Ce contrat, qui s’élève à plusieurs dizaines de millions d’euros (le montant exact n’a pas été communiqué), va permettre à la marine française de renouveler sa flottille de remorqueurs-pousseurs. En dehors des quatre récentes unités du type Morse (15.5 mètres, 10 tonnes de traction) livrées en 2004 et 2005 par Socarenam, le reste des moyens arrive en effet en fin de vie. Il y a là les 26 pousseurs du type PS 4 (11.9 mètres, 4, tonnes), réalisés par Merré, mais aussi par CIB ainsi que DCNS et l’ancien chantier La Perrière de Lorient, qui sont entrés en service entre 1973 et 1997, les quatre unités du type PSS 10 (17.5 mètres, 10 tonnes) construits à Lorient en 1993. S’y ajoutent les deux petits pousseurs du type PSS 6 (8 mètres, 6 tonnes), réalisés à Bordeaux en 1970 et qui seront désarmés cette année.

 

Pousseur du type PS 4 (© BERNARD PREZELIN)

 

Métropole, Outre-mer et points d’appui à l’étranger

Avec les RP10, la Marine nationale va donc pouvoir moderniser et homogénéiser ses moyens  non seulement dans les bases navales métropolitaines (Brest, Toulon, Cherbourg), mais aussi dans les territoires d’Outre-mer (Martinique, Nouvelle-Calédonie, Polynésie, La Réunion et Mayotte) ainsi que les points d’appui des armées françaises à l’étranger, comme Dakar et Djibouti. Pour mémoire, les remorqueurs-pousseurs, complémentaires des plus gros remorqueurs portuaires, comme l’Estérel et le Lubéron (36 mètres, 50 tonnes), ou encore les 16 Fréhel (25 mètres, 12 tonnes), assistent les bâtiments de surface et les sous-marins dans leurs manœuvres d’accostage, d’appareillage et de chenalage.

 

Pousseurs assistant un SNLE (© MARINE NATIONALE)
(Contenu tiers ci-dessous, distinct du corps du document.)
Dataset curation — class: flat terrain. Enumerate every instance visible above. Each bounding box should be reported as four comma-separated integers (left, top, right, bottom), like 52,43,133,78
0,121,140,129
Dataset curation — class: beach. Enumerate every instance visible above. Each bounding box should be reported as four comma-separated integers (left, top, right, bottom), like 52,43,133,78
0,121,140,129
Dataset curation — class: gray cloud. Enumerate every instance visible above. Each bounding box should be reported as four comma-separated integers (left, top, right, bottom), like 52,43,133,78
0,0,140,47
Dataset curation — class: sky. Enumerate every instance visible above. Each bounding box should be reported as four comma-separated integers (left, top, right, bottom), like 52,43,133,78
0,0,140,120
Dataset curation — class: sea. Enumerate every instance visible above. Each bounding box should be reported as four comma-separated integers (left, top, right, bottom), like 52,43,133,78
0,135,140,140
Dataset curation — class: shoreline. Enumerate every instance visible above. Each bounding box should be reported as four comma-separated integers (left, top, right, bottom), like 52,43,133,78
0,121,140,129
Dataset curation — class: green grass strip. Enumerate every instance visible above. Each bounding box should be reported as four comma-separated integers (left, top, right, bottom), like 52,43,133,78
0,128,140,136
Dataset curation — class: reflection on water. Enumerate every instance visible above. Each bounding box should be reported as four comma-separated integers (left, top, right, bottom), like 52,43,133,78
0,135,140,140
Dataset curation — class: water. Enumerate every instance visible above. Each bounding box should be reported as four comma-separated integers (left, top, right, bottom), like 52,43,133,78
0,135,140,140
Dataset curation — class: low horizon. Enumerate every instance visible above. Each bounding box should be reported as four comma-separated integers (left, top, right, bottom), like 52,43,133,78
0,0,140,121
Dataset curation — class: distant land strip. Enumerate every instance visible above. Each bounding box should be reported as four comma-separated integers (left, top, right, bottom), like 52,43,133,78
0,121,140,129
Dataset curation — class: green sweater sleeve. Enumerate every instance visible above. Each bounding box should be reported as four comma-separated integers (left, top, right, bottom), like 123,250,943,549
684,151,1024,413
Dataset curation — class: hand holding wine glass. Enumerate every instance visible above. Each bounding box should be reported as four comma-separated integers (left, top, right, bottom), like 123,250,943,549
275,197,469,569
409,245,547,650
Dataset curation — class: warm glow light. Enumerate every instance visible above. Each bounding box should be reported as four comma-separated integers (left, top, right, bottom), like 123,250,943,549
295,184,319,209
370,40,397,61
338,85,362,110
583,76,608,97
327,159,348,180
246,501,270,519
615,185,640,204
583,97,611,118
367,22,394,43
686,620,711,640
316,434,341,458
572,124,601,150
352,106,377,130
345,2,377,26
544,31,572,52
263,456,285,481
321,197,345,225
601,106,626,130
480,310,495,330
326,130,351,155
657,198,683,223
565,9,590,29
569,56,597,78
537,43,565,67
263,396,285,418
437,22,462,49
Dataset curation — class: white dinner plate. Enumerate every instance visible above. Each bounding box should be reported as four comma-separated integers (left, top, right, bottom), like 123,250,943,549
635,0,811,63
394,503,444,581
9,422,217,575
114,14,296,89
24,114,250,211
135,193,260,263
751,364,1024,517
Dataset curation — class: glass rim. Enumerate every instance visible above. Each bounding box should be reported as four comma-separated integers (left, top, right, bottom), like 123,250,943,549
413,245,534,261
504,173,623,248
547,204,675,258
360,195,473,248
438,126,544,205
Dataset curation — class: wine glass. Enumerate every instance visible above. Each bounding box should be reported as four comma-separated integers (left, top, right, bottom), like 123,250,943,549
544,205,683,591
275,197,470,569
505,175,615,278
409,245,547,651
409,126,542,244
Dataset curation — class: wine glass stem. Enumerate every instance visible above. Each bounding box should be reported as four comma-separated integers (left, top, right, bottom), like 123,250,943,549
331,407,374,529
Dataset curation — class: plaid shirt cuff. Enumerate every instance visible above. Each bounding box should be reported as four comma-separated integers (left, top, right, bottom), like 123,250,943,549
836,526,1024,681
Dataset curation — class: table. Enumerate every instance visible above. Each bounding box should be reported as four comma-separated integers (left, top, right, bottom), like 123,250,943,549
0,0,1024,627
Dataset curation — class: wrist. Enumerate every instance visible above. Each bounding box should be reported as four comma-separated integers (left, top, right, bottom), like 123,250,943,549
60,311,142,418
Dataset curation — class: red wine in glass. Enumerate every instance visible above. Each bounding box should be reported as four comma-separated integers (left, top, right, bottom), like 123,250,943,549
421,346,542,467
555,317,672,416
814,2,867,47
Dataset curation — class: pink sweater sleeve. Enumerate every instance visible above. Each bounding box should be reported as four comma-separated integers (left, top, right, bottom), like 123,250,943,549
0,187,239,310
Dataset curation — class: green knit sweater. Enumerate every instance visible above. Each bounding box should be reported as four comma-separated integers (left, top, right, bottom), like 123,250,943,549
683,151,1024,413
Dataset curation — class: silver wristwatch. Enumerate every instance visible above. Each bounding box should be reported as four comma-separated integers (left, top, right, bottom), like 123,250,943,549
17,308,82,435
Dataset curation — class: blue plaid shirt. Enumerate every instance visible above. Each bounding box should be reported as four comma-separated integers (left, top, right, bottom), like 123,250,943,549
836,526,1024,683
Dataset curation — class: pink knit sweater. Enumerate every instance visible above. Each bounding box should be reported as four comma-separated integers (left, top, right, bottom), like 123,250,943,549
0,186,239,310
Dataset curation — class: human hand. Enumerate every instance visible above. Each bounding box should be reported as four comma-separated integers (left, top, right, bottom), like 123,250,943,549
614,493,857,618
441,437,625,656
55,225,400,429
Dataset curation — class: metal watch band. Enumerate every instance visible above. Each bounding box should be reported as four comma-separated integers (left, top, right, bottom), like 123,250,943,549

Merré diversifie son portefeuille de clients

Du côté industriel, le contrat RP10 est une excellente nouvelle pour Merré, repris en 2012 par le groupe BMA, présidé par Moun Bourjij et dont le directeur général est François Martin. Le chantier nantais, qui se fait notamment une spécialité de la servitude portuaire et travaille beaucoup pour les ports du continent africain, diversifie ainsi son portefeuilles de clients.

CMN : Dans l’attente de gros contrats

Quant à CMN, sur lequel s’est adossé Merré pour mieux appréhender les méandres des marchés publics, en particulier ceux de la Défense, le groupe cherbourgeois garnit ainsi son plan de charge avec de nouvelles coques, même si cette commande représente une charge peu importante au regard des projets en cours ou en négociation. Il y a notamment toujours, pour l’Arabie Saoudite, l’attente de l’entrée en vigueur du contrat pour les 39 intercepteurs du type HSI 32 et la transformation de l’ancien programme libanais DONAS, ainsi que le marché des 17 bâtiments destinés à l’Angola remporté par Privinvest, maison-mère de CMN et qui comprend des modèles conçus à Cherbourg.